Async: Guidelines

It might be tempting to just throw async, await and Awaitable on all your code and go on with your life. And while it is OK to have more async functions than not -- in fact, you should generally not be afraid to make a function async since there is no performance penalty for doing so -- there are some guidelines you should follow in order to make the most efficient use of async.

Be Liberal, but Careful, with Async

If you are struggling as to whether your code should be async or not, you can generally start with the answer yes and find a reason to say no. For example, a simple hello world program can be made async with no performance penalty. You will likely not get any gain, but you will not get any loss -- and it is setup for any future changes that may require async.

These two programs are, for all intents and purposes, equivalent.

<?hh

namespace Hack\UserDocumentation\Async\Guidelines\Examples\NonAsyncHello;

function get_hello(): string {
  return "Hello";
}

function run_na_hello(): void {
  var_dump(get_hello());
}

run_na_hello();
Output
string(5) "Hello"
<?hh

namespace Hack\UserDocumentation\Async\Guidelines\Examples\Hello;

async function get_hello(): Awaitable<string> {
  return "Hello";
}

async function run_a_hello(): Awaitable<void> {
  $x = await get_hello();
  var_dump($x);
}

run_a_hello();
Output
string(5) "Hello"

Just make sure you are following the rest of the guidelines. Async is great, but you still have to consider things like caching, batching and efficiency.

Use Async Extensions

For the common cases where async would provide maximum benefit, HHVM provides convenient extension libraries to help make writing code much easier. Depending on your use case scenario, you should liberally use:

  • MySQL for database access and queries.
  • cURL for web page data and transfer.
  • McRouter for memcached-based operations.
  • Streams for stream-based resource operations.

Do Not Use Async in Loops

If you only remember one rule, remember this:

** DON'T await IN A LOOP **

It totally defeats the purpose of async.

<?hh

namespace Hack\UserDocumentation\Async\Guidelines\Examples\Loop;

class User {
  public string $name;

  protected function __construct(string $name) { $this->name = $name; }

  static function get_name(int $id): User {
    return new User(str_shuffle("ABCDEFGHIJ") . strval($id));
  }
}

async function load_user(int $id): Awaitable<User> {
  // Load user from somewhere (e.g., database).
  // Fake it for now
  return User::get_name($id);
}

async function load_users_await_loop(array<int> $ids): Awaitable<Vector<User>> {
  $result = Vector {};
  foreach ($ids as $id) {
    $result[] = await load_user($id);
  }
  return $result;
}

function runMe(): void {
  $ids = array(1, 2, 5, 99, 332);
  $result = \HH\Asio\join(load_users_await_loop($ids));
  var_dump($result[4]->name);
}

runMe();
Output
string(13) "JFHBIAEDGC332"

In the above example, the loop is doing two things:

  1. Making the loop iterations the limiting factor on how this code is going to run. By the loop, you are guaranteed to get the users sequentially.
  2. You are creating false dependencies. Loading one user is not dependent on loading another user.

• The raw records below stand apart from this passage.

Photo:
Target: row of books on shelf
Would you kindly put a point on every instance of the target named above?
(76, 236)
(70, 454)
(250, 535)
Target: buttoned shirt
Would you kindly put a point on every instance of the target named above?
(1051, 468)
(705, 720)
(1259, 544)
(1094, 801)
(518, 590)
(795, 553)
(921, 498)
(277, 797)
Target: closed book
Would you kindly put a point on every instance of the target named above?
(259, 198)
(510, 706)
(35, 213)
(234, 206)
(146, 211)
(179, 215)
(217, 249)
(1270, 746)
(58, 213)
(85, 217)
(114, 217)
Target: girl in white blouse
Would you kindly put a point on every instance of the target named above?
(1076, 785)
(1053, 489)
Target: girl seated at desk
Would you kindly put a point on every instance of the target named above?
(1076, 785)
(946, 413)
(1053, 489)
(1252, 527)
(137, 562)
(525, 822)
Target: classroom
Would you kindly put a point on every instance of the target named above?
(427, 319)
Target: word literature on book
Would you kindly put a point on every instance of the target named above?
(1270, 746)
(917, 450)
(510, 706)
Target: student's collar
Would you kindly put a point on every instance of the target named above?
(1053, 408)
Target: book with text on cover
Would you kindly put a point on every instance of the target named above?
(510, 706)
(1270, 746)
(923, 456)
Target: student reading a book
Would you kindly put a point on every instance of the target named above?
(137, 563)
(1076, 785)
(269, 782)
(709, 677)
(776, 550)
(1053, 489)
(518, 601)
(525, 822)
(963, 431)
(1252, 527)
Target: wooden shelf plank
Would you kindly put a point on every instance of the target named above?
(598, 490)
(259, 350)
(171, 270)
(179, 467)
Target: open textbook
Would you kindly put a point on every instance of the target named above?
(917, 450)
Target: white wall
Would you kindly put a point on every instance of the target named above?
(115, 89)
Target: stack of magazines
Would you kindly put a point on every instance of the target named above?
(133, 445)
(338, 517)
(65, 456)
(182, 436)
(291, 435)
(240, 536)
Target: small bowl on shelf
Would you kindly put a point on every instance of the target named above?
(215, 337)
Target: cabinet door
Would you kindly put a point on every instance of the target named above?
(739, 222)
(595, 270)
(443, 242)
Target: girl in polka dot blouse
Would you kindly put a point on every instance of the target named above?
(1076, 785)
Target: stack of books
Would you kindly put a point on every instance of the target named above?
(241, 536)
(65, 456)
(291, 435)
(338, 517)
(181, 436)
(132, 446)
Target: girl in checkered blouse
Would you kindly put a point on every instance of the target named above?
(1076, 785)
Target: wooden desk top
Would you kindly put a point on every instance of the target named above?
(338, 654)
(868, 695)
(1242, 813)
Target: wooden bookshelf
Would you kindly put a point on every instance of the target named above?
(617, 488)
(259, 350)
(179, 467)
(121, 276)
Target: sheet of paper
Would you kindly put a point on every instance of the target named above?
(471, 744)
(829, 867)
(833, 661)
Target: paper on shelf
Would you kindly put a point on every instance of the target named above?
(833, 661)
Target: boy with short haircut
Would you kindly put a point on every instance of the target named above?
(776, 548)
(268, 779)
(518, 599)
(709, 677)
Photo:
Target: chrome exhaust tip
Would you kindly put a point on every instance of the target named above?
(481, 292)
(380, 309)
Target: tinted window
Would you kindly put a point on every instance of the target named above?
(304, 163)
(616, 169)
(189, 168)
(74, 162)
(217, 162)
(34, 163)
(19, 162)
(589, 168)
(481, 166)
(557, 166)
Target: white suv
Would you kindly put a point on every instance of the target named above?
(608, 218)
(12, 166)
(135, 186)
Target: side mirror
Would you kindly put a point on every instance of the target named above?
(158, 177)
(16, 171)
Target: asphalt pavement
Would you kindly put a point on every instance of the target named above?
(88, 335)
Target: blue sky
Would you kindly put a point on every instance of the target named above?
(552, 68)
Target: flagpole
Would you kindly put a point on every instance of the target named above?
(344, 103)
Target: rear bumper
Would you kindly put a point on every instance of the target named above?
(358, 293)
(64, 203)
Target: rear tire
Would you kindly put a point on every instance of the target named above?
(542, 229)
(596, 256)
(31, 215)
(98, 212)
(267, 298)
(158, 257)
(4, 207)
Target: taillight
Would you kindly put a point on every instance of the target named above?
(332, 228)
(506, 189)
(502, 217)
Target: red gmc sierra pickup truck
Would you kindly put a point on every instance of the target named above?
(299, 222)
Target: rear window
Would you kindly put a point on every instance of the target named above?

Instead, you will want to use our async-aware mapping function, vm().

<?hh

namespace Hack\UserDocumentation\Async\Guidelines\Examples\NoLoop;

class User {
  public string $name;

  protected function __construct(string $name) { $this->name = $name; }

  static function get_name(int $id): User {
    return new User(str_shuffle("ABCDEFGHIJ") . strval($id));
  }
}

async function load_user(int $id): Awaitable<User> {
  // Load user from somewhere (e.g., database).
  // Fake it for now
  return User::get_name($id);
}

async function load_users_no_loop(array<int> $ids): Awaitable<Vector<User>> {
  return await \HH\Asio\vm(
    $ids,
    fun('\Hack\UserDocumentation\Async\Guidelines\Examples\NoLoop\load_user')
  );
}

function runMe(): void {
    $ids = array(1, 2, 5, 99, 332);
    $result = \HH\Asio\join(load_users_no_loop($ids));
    var_dump($result[4]->name);
}

runMe();
Output
string(13) "AJBIHCDGFE332"

Considering Data Dependencies Is Important

Possibly the most important aspect in learning how to structure async code is understanding data dependency patterns. Here is the general flow of how to make sure your async code is data dependency correct:

  1. Put each sequence of dependencies with no branching (chain) into its own async function.
  2. Put each bundle of parallel chains into its own async function.
  3. Repeat to see if there are further reductions.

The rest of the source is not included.